Stanton carefully brushed past the uniforms and stood next to the body as forensics investigators finished their photos and vacuuming and called the medical examiner’s office to send body lifters to haul it away.

Stanton waited patiently for forensics to finish. Though not police officers, since the airing of CSI they carried a sense of self-importance and condescension with them. They weren’t even allowed to carry firearms but applications to the police academy had declined in recent years and applications to forensics schools had skyrocketed. One forensic investigator had attempted to interview a witness and he was promptly fired and lost his state licensure. But because of a television show people now looked to them to solve crimes.

Stanton bent down and looked at the hole in Francisco’s head. It was large and there were gunpowder burns on the skin over his face, meaning he had been shot at close range. No defensive wounds anywhere, no sign of struggle.

“Did you know him?”

Stanton turned to see Chin standing there, staring at the body as one would stare at something that puzzled but didn’t interest.

“You could say that.”

“I don’t know why the chief gave this to me. I think it’s really pissing off some of the locals.”

“It’s just yours tonight. Mike knows everyone’s emotional and when they’re emotional they make mistakes. They’ll calm down by tomorrow and that’s when he’ll call you into his office and tell you he’s under pressure to keep it local.”

“Huh. Smart move I guess. So what’dya think?”

“Not typical gangland. These guys are crazy but I don’t know if they’re crazy enough to kill a cop and make a big deal about it. They know a lot of theirs would be next. Then again, I haven’t worked Gang Unit since the early nineties. I hear they’re a lot less scared of police now.”

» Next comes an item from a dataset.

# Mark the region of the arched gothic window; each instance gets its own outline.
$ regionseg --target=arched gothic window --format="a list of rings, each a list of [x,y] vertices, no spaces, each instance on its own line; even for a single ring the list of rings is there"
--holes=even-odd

“They would want to send a message though. You send us undercovers and this is what happens. But check this out.” Stanton followed him down the hall to the bathroom. Chin turned the lights off and grabbed a portable black-light from one of the forensics investigators. He switched on the light and turned the bathroom light off. Splashes of blood lit up like glow in the dark stickers. It was over the toilet, the wall, the bathtub and the floor. “Shot in here but there’s only droplets on the hallway carpet.”

“More than one?”

“That’d be my guess. Probably three. Two to hold him and one to pull the trigger while his head was down in the bathtub. Then they carried him to the living room and let him bleed out.”

“Why not leave him here?”

“No idea. But they tried cleaning the blood with bleach.”

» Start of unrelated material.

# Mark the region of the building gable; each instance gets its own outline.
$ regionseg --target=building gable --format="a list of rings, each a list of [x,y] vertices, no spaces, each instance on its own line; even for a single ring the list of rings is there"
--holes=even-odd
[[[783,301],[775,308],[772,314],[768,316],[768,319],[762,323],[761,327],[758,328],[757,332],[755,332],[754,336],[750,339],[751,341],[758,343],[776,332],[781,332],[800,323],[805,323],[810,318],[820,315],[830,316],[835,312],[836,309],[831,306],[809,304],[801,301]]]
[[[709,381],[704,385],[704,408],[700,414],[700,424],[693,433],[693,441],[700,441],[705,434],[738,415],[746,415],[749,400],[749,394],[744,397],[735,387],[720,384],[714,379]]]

“Everyone knows that doesn’t work.”

“Well these guys think it does.”

“Where’s the entry?”

“No damage we can find. These guys were invited in.”

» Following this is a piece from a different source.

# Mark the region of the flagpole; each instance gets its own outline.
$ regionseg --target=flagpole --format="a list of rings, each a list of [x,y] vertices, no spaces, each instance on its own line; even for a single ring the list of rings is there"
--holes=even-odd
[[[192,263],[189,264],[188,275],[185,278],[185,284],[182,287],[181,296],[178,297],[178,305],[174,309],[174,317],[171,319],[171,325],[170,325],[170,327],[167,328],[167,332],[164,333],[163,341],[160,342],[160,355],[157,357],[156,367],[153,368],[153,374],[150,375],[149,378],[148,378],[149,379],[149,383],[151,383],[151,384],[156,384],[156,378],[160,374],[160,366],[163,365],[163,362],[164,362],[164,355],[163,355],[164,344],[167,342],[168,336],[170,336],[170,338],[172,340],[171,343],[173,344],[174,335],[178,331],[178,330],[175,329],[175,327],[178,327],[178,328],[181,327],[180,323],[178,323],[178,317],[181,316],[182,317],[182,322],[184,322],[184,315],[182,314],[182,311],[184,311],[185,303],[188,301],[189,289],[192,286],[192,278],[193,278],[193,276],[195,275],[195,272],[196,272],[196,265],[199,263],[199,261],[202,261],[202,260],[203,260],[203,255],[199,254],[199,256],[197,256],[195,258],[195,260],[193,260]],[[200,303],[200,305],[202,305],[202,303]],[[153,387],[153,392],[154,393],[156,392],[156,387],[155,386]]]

Stanton shook his head. “I was careful.”

“Not careful enough.” He saw his face and added, “That’s not what I meant.”

“It’s all right.”

Stanton left the bathroom and watched as the body was placed in a black bag and zipped up. The lifters from the ME’s office were quiet when they carried it away. They were the low men on the totem pole. Typically they were either young and looking to apply to forensics school or to become pathologists, or they were old and they had grown comfortable with the silence of the dead. Live customers were much more difficult to deal with.

The officers stood still and didn’t speak out of respect until the body was out of the apartment.

Stanton walked outside. The air was warm but there was no breeze and the warmth sat on you and made the skin feel sticky. Harlow had left. This was his rebuke. Rather than tell him about it tomorrow he had him come down to show him what he had done.

But the scene didn’t make sense. They had attempted to clean up blood in the bathroom but wanted to leave a message on the living room wall. There was a disconnect between what happened in the bathroom and what happened in the living room. Something had not gone right.

Stanton saw out of the corner of his eye Young speaking with another officer. Young said something and the officer looked to Stanton and nodded.